Friday, September 22, 2006

Happy all the time 2

yeah, it's kind of a weird name and it came off the top of my head. There's a story and it's prolly not interesting, but I'll tell you anyway:

My brother fell madly in love with our German exchange student , Ale, who stayed with us for the 04-05 school year. He already had a weird sense of humor and so did she, but the two of them combined and boosted by the (albeit small) language barrier, came up with some damned weird things.

One of these things was Ale's account on our family's copy of XP Home, which Adrian and Ale created and edited together in various stages of weird/flirty moods. The account, over the year, changed from being called "Alessandra" with a mildly boring account picture, to being called "HAPPY ALL THE TIME!!!" with a picture of Walker, Texas Ranger as the account pic. I think the joke here was that they would always talk about being constantly happy and perky in a sardonic sort of way, because we all know that even if a person *seems* to be happy all the time, they're probably squashing a miserable little crying person because it's more important that they look happy than have feelings or be a genuine person.
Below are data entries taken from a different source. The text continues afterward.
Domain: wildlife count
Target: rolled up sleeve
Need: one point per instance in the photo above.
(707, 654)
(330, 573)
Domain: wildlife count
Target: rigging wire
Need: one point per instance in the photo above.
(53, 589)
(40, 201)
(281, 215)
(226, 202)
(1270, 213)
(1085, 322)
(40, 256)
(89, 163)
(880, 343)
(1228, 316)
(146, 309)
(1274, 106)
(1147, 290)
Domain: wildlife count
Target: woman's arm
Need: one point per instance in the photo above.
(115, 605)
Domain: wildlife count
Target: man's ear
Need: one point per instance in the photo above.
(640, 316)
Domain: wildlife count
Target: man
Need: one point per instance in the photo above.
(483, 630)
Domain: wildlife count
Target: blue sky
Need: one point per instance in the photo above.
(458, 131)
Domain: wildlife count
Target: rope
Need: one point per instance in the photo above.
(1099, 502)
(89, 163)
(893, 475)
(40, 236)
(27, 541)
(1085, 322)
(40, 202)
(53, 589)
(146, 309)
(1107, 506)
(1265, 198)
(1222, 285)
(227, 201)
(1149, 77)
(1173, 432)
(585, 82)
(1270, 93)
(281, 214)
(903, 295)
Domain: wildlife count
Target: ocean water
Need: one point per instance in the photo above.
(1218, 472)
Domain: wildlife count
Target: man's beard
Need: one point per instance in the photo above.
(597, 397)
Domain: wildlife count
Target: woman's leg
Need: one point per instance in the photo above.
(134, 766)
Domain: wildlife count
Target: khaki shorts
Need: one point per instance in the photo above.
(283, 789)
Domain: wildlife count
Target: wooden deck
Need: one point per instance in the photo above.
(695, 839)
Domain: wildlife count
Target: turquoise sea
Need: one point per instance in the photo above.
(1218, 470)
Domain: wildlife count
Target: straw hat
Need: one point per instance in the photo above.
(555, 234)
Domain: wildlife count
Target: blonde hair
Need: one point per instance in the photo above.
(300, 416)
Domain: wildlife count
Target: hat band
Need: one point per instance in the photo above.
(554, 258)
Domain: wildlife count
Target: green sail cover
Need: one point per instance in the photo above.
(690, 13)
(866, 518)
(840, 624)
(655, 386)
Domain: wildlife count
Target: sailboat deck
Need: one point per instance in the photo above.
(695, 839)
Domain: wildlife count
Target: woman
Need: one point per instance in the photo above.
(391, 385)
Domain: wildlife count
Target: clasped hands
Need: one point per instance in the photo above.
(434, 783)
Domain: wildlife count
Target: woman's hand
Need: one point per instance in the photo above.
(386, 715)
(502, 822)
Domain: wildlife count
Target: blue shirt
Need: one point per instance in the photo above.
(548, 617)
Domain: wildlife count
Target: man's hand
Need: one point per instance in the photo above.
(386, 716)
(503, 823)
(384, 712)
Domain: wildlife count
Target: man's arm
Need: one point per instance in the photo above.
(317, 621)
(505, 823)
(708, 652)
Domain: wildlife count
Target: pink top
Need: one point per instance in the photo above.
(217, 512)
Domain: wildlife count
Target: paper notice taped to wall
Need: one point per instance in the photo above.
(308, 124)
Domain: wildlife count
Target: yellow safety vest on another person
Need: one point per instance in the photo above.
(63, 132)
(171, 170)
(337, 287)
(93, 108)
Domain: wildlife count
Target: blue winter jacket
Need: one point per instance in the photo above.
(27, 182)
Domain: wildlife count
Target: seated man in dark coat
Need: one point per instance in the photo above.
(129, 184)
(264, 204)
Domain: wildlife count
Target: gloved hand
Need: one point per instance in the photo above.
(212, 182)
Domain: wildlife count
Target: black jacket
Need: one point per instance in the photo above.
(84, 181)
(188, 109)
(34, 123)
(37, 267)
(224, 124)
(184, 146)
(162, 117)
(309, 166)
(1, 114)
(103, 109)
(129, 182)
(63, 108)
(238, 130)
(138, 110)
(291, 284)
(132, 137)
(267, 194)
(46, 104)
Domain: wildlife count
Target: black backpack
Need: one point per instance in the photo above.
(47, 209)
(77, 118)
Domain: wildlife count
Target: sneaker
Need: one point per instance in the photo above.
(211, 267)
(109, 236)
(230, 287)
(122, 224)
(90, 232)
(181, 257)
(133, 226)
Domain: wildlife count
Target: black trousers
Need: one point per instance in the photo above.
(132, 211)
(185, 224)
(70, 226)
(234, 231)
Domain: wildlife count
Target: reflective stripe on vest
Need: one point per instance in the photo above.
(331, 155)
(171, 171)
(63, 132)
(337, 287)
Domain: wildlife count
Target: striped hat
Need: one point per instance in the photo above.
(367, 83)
So, I'm happy all the time because I'm not; because it's absurd for someone to always be happy, it doesn't happen. One cannot experience joy without sorrow; if you experience neither, you live in between in a very bland world. I'm happy all the time 2 because Adrian and Ale came up with it first, and I felt I should give credit to their sarcastic wits.

Also, I was embarassed that I was getting a blog and thought that if I named it something confusing and proceeded to spill all sorts of crazy rants and emotional blowouts on it, anyone who didn't know me already would most likely raise an eyebrow and move on. Which, consdidering the fact that I can count on one hand the number of people who I know have read it and can only think of 3 who read it repeatedly, is probably what happens.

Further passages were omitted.